Dari Abu Hurairah Radhiyallahu 'anhu , ia berkata: Rasulullah pernah bersabda: "Janganlah kamu sekalian mengkhususkan malam Jum'at daripada malam-malam lainnya dengan suatu shalat, dan janganlah kamu sekalian mengkhususkan siang hariny autk berpuasa daripada hari-hari lainnya, kecuali jika (sebelumnya) hari itu telah berpuasa seseorang di antara kamu." (HR. Muslim)
 Seandainya pengkhususan suatu malam dengan ibadah tertentu itu dibolehkan oleh Allah, maka bukanlah malam Jum'at itu lebih baik daripada malam-malam lainnya, karena pada hari itu adalah sebaik-baik hari yang disinari matahari? Hal ini berdasarkan hadits-hadits Rasulullah yang shahih. Tatkala Rasulullah Shallallahu 'alaihi wa sallam melarang untuk mengkhususkan shalat pada malam hari itu daripada malam lainnya, hal itu menunjukkan bahwa pada malam lain pun lebih tidak boleh dikhususkan dengan ibadah tertentu, kecuali jika ada dalil shahih yang mengkhususkannya/
menunjukkan atas kekhususannya.

Menakala malam Lailatul Qadar dan malam-malam blan puasa itu disyariatkan supaya shalat dan bersungguh-sungguh dengan ibadah tertentu. Nabi mengingatkan dan menganjurkan kepada umatnya agar supaya melaksanakannya, beliau pun juga mengerjakannya.

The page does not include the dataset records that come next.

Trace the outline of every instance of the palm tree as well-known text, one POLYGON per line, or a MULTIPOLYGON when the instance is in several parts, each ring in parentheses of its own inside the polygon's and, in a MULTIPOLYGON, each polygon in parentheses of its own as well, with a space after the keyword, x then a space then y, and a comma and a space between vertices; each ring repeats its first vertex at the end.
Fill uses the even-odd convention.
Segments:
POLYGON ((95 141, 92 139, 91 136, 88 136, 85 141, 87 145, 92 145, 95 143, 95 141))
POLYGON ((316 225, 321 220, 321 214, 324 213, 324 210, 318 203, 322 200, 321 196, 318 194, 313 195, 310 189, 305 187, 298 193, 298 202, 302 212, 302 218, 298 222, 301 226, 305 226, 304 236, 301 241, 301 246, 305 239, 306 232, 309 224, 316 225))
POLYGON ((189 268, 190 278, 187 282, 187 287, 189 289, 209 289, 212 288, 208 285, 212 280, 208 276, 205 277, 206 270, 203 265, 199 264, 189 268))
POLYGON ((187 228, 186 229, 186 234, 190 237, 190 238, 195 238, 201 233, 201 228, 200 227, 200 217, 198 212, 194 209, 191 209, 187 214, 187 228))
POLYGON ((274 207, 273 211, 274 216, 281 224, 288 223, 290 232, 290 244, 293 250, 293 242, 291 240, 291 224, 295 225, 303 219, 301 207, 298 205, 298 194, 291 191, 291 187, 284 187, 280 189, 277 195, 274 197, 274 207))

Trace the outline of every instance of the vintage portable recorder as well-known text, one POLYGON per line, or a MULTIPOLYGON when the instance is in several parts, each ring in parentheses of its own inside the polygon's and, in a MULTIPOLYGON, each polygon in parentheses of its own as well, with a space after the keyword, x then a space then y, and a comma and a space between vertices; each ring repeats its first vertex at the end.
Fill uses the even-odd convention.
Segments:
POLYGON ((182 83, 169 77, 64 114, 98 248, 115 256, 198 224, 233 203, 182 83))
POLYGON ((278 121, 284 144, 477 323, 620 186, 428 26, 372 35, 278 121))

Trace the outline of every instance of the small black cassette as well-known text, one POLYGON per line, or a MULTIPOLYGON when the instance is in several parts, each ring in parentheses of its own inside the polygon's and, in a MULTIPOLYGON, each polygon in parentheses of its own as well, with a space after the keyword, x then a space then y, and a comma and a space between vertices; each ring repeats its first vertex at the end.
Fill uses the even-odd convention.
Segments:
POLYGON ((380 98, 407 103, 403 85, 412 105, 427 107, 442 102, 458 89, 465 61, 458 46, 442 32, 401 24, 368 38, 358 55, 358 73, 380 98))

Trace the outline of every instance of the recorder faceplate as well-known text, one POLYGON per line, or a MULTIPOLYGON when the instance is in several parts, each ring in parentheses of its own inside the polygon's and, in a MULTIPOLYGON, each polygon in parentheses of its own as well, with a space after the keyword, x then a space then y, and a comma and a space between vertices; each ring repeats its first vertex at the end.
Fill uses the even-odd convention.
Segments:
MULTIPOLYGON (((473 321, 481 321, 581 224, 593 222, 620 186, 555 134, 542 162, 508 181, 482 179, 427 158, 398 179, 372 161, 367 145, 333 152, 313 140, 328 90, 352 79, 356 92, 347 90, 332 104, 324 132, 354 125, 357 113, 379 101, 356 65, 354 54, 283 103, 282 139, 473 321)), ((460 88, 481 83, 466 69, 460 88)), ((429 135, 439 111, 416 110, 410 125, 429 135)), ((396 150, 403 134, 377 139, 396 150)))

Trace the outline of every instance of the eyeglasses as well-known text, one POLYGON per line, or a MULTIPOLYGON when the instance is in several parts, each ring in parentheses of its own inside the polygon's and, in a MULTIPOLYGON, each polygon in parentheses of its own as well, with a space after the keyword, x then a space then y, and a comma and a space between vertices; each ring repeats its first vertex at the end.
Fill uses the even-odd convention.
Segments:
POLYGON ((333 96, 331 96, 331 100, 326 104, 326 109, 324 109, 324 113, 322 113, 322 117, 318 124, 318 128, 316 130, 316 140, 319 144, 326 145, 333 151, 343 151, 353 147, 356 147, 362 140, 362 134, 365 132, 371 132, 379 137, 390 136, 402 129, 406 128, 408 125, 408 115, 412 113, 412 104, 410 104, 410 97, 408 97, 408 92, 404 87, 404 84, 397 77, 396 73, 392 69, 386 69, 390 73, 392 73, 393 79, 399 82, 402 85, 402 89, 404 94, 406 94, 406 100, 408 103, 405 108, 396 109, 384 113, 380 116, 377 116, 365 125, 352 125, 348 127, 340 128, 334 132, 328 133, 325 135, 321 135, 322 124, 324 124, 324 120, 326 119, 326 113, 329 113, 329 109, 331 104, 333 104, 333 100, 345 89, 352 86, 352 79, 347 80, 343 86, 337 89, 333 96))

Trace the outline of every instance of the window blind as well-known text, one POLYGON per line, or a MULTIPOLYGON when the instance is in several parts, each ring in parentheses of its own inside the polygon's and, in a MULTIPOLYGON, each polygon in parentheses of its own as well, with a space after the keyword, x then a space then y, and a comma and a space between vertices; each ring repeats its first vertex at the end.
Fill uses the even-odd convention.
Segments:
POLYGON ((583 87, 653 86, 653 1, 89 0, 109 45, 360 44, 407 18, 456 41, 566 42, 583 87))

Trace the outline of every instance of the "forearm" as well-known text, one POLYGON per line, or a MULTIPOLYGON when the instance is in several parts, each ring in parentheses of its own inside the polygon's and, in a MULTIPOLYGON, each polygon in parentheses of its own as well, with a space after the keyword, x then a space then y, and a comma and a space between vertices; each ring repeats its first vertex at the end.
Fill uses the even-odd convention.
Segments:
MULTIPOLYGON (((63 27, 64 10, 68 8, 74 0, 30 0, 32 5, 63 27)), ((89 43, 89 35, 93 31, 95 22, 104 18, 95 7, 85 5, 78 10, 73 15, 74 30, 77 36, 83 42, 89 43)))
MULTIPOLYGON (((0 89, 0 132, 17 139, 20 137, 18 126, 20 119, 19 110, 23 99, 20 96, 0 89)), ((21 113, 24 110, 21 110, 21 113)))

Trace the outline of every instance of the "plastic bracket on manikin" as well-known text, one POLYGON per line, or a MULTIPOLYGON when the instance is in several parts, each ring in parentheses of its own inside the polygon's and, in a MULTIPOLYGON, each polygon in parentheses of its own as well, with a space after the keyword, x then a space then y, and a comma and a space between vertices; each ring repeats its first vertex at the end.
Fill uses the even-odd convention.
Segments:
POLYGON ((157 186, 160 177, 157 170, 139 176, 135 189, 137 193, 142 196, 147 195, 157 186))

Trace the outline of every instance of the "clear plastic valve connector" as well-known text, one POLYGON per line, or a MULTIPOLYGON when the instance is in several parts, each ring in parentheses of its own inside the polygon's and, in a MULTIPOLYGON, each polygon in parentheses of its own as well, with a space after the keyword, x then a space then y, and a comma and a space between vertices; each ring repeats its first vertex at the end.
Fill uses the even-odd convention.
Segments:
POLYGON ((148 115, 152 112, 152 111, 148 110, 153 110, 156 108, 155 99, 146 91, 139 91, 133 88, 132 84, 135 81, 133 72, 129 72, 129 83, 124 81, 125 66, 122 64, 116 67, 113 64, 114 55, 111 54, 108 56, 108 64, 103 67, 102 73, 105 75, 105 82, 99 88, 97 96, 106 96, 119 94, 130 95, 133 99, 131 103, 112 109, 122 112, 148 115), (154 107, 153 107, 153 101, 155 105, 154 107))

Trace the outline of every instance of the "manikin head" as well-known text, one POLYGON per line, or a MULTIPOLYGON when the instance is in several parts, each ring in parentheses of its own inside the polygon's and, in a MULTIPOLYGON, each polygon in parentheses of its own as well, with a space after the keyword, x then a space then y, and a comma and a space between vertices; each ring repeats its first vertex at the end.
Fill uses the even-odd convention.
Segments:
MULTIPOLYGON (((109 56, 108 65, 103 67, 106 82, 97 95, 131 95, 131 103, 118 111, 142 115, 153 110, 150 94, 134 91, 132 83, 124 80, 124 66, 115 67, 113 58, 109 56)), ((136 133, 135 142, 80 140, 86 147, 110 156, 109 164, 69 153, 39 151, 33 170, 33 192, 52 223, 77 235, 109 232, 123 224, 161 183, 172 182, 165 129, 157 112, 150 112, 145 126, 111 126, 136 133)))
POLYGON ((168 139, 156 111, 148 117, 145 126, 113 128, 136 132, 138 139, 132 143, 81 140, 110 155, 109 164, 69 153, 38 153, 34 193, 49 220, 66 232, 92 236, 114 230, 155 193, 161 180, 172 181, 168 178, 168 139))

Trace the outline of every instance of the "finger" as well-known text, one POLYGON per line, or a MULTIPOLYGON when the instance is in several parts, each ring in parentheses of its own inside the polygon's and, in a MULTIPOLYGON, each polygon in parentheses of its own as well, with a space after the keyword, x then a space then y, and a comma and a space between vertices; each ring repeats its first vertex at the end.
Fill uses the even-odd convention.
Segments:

Sebagaimana disebutkan dalam hadits shahih dari Nabi Muhammad Shallallahu 'alaihi wa sallam , bahwasanya beliau bersabda: "Barangsiapa berdiri (melakukan shalat) pada bulan Ramadhan dengan penuh rasa iman dan harapan (pahala), niscaya Allah akan mengampuni dosanya yang telah lewat. Dan barangsiapa berdiri (melakukan shalat) pada malam Lailatul Qadar dengan penuh rasa iman dan harapan (pahala), niscaya Allah akan mengampuni dosanya yang telah lewat." (HR. Bukhari dan Muslim) Jika seandainya malam Nisfu Sya'ban, malam Jum'at pertama pada bulan Rajab, serta malam Isra' Mi'raj diperintahkan untuk dikhususkan dengan upacara atau ibadah tentang, pastilah Nabi Muhammad Shallallahu 'alaihi wa sallam menunjukkan kepada umatnya atau beliau menjalankannya sendiri.

Jika memang hal itu pernah terjadi, niscaya telah disampaikan oleh para shahabat kepada kita; mereka tidak akan menyembunyikannya, karena mereka adalah sebaik-baik manusia dan yang paling banyak memberi nasehat setelah para nabi. Dari pendapat-pendapat ulama' tadi anda dapat menyimpulkan bahwasanya tidak ada ketentuan apapun dari Rasulullah ataupun dari para shahabat tentang keutamaan malam Nisfu Sya'ban dan malam Jum'at pertama pada bulan Rajab.

Dari sini kita tahu bahwa memperingati perayaan kedua malam tersebut adalah bid'ah yang diada-adakan dalam Islam, begitu pula pengkhususan dengan ibadah tentang adalah bid'ah mungkar; sama halnya dengan malam 27 Rajab yang banyak diyakini orang sebagai malam Isra' dan Mi'raj, begitu juga tidak boleh dikhususkan dengan ibadah- ibadah tertentu selain tidak boleh dirayakan dengan ibadah-ibadah tertentu selain tidak boleh dirayakan dengan upacara-upacara ritual, berdasarkan dalil-dalil yang disebutkan tadi.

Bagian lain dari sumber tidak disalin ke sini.